Foreign Policy Research Institute A Nation Must Think Before it Acts Don’t Exile Thucydides from the War Colleges
Don’t Exile Thucydides from the War Colleges

Don’t Exile Thucydides from the War Colleges

Last month at War on the Rocks, Marine War College professor Jim Lacey held forth on how to teach Thucydides. Read the whole thing and hurry back!

Let’s congratulate Professor Lacey for raising awareness about professional military education and the value of gaming at war colleges. Readers of his missive, however, could be forgiven for coming away with the impression that war colleges not named Marine teach the Peloponnesian War almost wholly through passive methods such as lectures: students come to class, a professor drones on for the allotted time, there’s a perfunctory Q&A, they go away. That’s what Lacey says he did when starting at Quantico a few years ago.
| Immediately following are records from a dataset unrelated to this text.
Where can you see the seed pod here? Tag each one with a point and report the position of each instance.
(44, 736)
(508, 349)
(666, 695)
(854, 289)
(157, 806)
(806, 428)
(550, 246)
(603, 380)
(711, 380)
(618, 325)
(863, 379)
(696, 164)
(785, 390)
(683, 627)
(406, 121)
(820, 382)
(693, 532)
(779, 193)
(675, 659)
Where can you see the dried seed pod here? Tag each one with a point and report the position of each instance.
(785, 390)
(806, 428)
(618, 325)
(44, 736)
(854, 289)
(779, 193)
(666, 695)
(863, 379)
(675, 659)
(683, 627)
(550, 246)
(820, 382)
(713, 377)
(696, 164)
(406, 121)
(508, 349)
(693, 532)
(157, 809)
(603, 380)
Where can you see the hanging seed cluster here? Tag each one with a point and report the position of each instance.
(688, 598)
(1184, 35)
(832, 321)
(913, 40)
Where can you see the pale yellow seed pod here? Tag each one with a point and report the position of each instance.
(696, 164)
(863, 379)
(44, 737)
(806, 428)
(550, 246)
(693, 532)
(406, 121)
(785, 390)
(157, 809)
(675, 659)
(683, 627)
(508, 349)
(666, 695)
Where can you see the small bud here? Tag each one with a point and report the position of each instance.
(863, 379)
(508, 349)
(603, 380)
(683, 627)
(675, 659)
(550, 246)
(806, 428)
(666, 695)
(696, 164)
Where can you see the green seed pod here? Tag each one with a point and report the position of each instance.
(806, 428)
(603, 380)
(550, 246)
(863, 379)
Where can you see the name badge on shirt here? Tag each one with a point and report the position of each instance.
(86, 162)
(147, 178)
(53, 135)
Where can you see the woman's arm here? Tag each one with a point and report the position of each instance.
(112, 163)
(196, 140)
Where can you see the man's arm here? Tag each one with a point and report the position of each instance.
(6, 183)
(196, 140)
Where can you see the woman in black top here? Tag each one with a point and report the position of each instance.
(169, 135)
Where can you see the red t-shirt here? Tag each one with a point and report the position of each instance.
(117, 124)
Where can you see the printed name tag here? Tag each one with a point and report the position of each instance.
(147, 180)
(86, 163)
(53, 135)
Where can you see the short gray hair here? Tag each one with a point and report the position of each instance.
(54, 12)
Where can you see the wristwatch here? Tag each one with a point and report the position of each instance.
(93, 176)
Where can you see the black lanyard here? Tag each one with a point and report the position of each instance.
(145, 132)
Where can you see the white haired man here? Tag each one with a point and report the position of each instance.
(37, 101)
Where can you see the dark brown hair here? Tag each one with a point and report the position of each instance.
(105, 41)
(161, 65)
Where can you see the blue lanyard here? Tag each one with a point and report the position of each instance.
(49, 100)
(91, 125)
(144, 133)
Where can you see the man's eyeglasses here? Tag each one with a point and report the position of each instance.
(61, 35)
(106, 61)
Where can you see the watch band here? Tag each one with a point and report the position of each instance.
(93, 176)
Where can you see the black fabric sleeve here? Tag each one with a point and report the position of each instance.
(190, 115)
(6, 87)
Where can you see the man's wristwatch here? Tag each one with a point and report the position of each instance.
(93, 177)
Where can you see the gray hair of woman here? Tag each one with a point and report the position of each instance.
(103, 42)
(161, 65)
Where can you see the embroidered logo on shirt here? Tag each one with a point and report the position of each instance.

Ergo, it must be what other military education institutions do.

Now let us give you a view from Newport, where the picture differs radically from the one Lacey paints.

Having afflicted our students with a passive learning experience, opines Lacey, we benighted old-timers are “fooling” ourselves if we believe they come away knowing “anything about Thucydides besides reciting the mantra ‘fear, honor, interest.’” Oh, and they might remember that “attacking Syracuse was bad,” even though “there were a number of good strategic reasons for Athens to attack Syracuse.” Who knew there was sound logic behind the Sicilian expedition? “Certainly not any War College graduate over the past few decades.”

Thankfully, along comes Jim Lacey to save a complacent war-college professorate from our “mentality” that “things are fine as they are.” There’s just one problem with his tale of discovery and redemption. We and our illustrious predecessors in Newport have been teaching the Peloponnesian War for forty-plus years, since Adm. Stansfield Turner, then the president of the Naval War College, instituted a curricular revolution.